3. Experimentation & Calculation:
   • Trial 1 (Narrow and Long): TW = 4 units, WB = 10 units. Calculate the TW/WB Ratio (4/10 = 0.4). Test stability.
   • Trial 2 (Square): TW = 8 units, WB = 8 units. Calculate the TW/WB Ratio (8/8 = 1.0). Test stability.
   • Trial 3 (Wide and Short): TW = 12 units, WB = 6 units. Calculate the TW/WB Ratio (12/6 = 2.0). Test stability.
4. Analysis: Discuss which ratio provided the best turning stability under load. (A ratio closer to or above 1.0 is typically ideal for general stability.)

Phase 3: You Do – The Rough Rider Optimization Challenge (35 minutes)

Project Goal: Design a "Rough Terrain Explorer" that applies both the low CoG principle and optimized stability ratios.

Challenge Constraints:

• The vehicle must utilize a TW/WB ratio of 1.5 or greater.
• The main power source (engine/battery) must be placed on the lowest block layer of the chassis.
• The vehicle must complete the defined Rough Rider Course (e.g., steep ramps, banked turns, uneven terrain).

Steps:

1. Design Phase (10 min): Sketch the intended blueprint, noting the planned TW and WB block counts, and calculating the target ratio (TW/WB ≥ 1.5).
2. Build Phase (15 min): Construct the vehicle in Trailmakers according to the design, paying close attention to keeping heavy components low.
3. Test and Refine Phase (10 min): Test the vehicle on the course. If it tips, use the data learned (the ratio calculations and CoG location) to identify where to add width, lower the chassis, or redistribute weight.

Conclusion: Recap and Performance Review (15 minutes)

Performance Assessment

The Final Run: Have the learner perform a final run of the Rough Rider Course. Use the defined success criteria.

Reflection and Recap

1. Demonstration: If your explorer was successful, show the vehicle and explain two design choices you made based on today's math principles (e.g., "I made my track width 15 units and my wheelbase 8 units to get a ratio of 1.875, which kept it stable").
2. Q&A: What is the most important thing you learned about making a vehicle stable when turning? (Answer expected: Lowering the Center of Gravity and increasing the Track Width relative to the Wheelbase).
3. Real-World Connection: Why do race cars look so low and wide? (Because engineers want a low CoG and high stability ratios for maximum speed and turning ability.)

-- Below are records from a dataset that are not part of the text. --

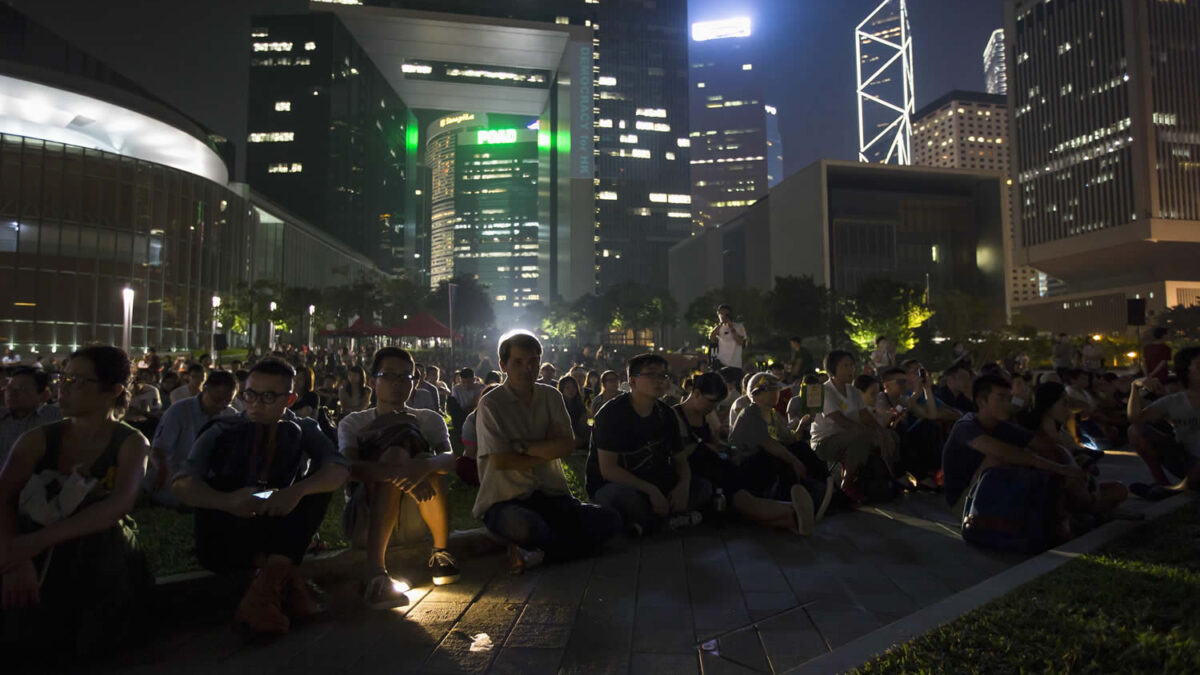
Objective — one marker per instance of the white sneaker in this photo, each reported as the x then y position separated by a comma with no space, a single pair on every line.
802,502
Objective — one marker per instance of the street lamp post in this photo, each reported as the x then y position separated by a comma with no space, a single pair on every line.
270,334
127,323
213,342
312,310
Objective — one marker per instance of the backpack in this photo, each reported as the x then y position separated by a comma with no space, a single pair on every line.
1014,508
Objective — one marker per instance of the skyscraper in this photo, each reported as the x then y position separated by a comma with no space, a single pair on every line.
994,69
485,207
329,138
640,169
1107,138
736,149
970,130
886,99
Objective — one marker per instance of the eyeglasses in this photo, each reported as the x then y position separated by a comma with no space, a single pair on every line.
268,398
390,377
654,375
75,380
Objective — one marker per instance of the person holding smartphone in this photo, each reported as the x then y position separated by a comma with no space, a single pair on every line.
261,483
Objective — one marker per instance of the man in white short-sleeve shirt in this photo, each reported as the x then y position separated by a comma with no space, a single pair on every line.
730,335
523,432
393,467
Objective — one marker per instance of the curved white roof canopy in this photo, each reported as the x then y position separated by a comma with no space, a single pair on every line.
37,111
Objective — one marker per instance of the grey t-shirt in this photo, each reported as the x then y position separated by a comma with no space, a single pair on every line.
501,419
753,430
1185,419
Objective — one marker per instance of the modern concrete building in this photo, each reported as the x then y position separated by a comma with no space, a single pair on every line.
970,130
845,222
735,133
995,70
1105,131
114,204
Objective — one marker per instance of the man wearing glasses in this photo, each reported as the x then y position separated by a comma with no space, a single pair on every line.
256,505
389,465
178,430
637,464
25,406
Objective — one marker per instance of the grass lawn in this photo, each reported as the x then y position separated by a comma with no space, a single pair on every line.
166,535
1133,607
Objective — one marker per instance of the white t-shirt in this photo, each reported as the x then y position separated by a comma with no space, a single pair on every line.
433,429
849,405
727,348
501,419
1185,419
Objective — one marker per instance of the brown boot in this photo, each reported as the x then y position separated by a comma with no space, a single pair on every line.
261,609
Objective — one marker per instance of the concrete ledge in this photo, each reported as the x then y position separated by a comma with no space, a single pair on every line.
858,651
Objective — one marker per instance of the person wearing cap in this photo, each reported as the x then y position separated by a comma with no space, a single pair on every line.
767,466
636,464
846,432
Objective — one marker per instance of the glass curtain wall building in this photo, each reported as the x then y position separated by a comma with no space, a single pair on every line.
1105,136
641,157
330,139
732,150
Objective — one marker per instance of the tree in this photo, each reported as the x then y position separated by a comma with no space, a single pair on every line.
882,306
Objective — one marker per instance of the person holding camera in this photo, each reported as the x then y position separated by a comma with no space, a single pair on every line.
256,505
730,338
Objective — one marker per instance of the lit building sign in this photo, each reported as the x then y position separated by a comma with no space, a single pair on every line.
455,119
496,136
737,27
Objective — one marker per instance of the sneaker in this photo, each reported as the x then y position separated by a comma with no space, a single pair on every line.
687,519
802,502
384,592
445,568
522,560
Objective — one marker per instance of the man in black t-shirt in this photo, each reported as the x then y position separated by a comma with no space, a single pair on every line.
636,463
987,438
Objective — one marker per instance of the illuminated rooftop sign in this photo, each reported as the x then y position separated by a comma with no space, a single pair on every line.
496,136
736,27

Differentiation and Extensions

Scaffolding (For Struggling Learners):

• Focus on CoG Only: Use a fixed chassis and only focus on moving the heavy components (engine, weights) up and down to observe the difference in stability, skipping the ratio calculations if necessary.
• Pre-Built Course: Use one of Trailmakers' pre-built environments that inherently forces stability checks, rather than requiring the learner to design a course.

Extension (For Advanced Learners):

• Advanced Ratio: Calculate the vehicle's approximate Center of Mass using block volumes and positions (x, y, z coordinates) to predict its stability mathematically before testing.
• Suspension Optimization: Introduce the concept of suspension stiffness and damping. Design a suspension system that dynamically lowers the CoG or adjusts stiffness for turning speed vs. rough terrain handling, optimizing both engineering systems simultaneously.
• Payload Challenge: Repeat the challenge but require the vehicle to carry an off-center payload (e.g., 5 weight blocks only on the left side) and stabilize the design against asymmetrical load distribution.